Un lien de subordination entre la plateforme et le livreur
En avril 2016, un ancien livreur travaillant pour la startup Take Eat Easy, qui a depuis disparue, a demandé au tribunal à ce que son contrat d'auto-entrepreneur soit requalifié en contrat de travail.
Pour appuyer sa demande, le livreur veut montrer que la plateforme avait mis en place un système de sanctions et de bonus maintenant une pression constante sur celui-ci et l'empêchant d'utiliser une autre plateforme pour effectuer des livraisons. Selon lui, la relation mis en place par la plateforme est bien similaire à celle existant entre un employeur et son employé.
Voici les éléments avancés par le livreur pour démontrer l'existence d'une relation de subordination entre lui et la plateforme:
- un bonus donné si le temps d'attente au restaurant était court (un encouragement à couper les files d'attente??)
- un bonus si le livreur faisait plus de kilomètres que la moyenne des autres livreurs
- une pénalité si le livreur de prévenait pas au moins 48h à l'avance de son incapacité à effectuer une livraison
- une pénalité si le livreur ne peut livrer suffisamment
- une pénalité en cas d'absence de réponse à son téléphone
- une pénalité en cas d'incapacité à réparer une crevaison
- une pénalité en cas de refus de faire une livraison
- une pénalité en cas de retards de livraison répétés
- une pénalité en cas de circulation sans casque
- une pénalité en cas de non présentation à une période de livraison
- une pénalité en cas de connexion en dehors de la zone de livraison
- une pénalité en cas d'insulte à un client ou au support de la plateforme...etc.

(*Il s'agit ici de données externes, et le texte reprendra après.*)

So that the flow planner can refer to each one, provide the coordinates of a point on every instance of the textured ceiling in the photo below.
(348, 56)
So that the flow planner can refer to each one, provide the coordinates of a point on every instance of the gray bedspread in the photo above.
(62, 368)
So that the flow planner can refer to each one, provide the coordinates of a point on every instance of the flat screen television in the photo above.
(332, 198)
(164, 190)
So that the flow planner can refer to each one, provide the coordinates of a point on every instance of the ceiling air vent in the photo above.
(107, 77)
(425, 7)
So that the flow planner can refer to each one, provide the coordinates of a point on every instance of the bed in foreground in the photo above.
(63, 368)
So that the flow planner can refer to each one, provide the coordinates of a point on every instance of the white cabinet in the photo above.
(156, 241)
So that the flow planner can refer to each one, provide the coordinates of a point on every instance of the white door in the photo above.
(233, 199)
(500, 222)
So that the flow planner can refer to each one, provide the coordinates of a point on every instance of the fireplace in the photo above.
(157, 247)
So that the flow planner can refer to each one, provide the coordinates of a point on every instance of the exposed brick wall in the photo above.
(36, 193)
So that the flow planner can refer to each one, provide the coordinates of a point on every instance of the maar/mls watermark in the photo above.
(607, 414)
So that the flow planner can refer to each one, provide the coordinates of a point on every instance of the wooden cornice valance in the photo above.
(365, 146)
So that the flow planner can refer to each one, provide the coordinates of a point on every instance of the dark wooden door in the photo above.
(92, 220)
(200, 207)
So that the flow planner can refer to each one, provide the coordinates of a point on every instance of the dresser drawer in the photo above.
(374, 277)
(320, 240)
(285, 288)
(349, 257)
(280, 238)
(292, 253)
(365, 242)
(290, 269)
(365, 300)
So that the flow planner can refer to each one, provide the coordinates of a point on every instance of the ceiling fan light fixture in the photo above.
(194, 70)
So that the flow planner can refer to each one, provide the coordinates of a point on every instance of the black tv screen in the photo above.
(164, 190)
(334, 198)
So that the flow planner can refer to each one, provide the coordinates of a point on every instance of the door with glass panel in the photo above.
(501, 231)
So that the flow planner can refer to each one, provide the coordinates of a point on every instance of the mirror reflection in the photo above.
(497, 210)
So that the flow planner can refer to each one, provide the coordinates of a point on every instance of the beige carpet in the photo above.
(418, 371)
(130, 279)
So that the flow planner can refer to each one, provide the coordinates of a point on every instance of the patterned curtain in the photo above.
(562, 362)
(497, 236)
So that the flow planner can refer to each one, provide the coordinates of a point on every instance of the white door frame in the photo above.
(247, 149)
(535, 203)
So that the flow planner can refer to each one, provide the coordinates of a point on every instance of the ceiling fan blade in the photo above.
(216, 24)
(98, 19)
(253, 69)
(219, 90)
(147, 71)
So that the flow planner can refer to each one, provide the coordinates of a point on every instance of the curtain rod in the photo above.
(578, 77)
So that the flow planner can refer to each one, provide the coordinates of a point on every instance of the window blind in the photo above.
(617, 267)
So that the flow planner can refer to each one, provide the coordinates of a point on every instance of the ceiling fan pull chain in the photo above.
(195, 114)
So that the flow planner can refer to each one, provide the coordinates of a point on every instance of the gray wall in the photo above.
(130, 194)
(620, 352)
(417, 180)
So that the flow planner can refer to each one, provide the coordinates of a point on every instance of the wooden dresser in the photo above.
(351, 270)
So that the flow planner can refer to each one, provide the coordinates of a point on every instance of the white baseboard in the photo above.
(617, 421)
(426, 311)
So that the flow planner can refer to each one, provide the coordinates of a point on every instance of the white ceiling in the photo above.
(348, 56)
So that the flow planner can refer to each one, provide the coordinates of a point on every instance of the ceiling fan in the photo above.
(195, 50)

- La présence d'un système de géolocalisation en temps réel du livreur dans l'application Take Eat Easy
- La comptabilisation du nombre de kilomètres parcourus par le livreur
Tout d'abord débouté par la cours d'appel de Paris, ces arguments ont finalement été pris en compte par la cours de cassation.
Celle-ci considère que Take Eat Easy avait bien un "pouvoir de sanction à l'égard du coursier" et également un "pouvoir de direction et de contrôle de l’exécution de la prestation". Ces 2 éléments pris ensemble constituent bien un lien de subordination de la plateforme sur le livreur, ce qui implique que ce dernier était bien un salarié.
Et maintenant? Vers une jurisprudence?
Plus de 2 ans après la demande de requalification, l'affaire revient donc une nouvelle fois devant la cours d'appel de Paris.
Si la décision de la cours de cassation était confirmée, celle-ci pourrait faire office de jurisprudence pour l'ensemble des livreurs à vélo travaillant avec des plateformes de livraison.
A notre connaissance, au moins 9 autres anciens coursiers de Take Eat Easy ont également demandé la re-qualification de leur contrat d'auto-entrepreneur en CDI. Cette re-qualification ouvrirait la voie à des demandes de dommages et intérêts pour "rupture abusive de contrat" suite à la fermeture de la plateforme en 2016 (dans l'hypothèse où il resterait encore de l'argent à prendre quelque part...).
Si dans le futur, l'ensemble des contrats passés entre les coursiers et plateformes de livraison se transformait en CDI, nous doutons fortement que ces dernières pourraient subsister en passant d'une charge salariale d'une douzaine d'employés à plusieurs milliers!
Bien souvent, ces plateformes sont plutôt déjà déficitaires et mises sur des levées de fond auprès d'investisseurs pour continuer à se développer et étouffer la concurrence (comme l'ont été Take Eat Easy et, plus récemment, Foodora).
A terme: de meilleures conditions de travail pour les livreurs?
Une solution pour les plateformes de livraison pour ne pas risquer que la re-qualification des contrats des coursiers auto-entrepreneurs pourrait être de diminuer la pression excercée sur ces derniers.
Il nous semblerait par exemple judicieux de supprimer la géolocalisation des coursiers en temps réel, les systèmes de bonus/malus à outrance ou de leur permettre de passer plus facilement d'une plateforme de livraison à une autre sans sanction.
A terme, cela pourrait améliorer les conditions de travail de plusieurs dizaines de milliers de coursiers indépendants.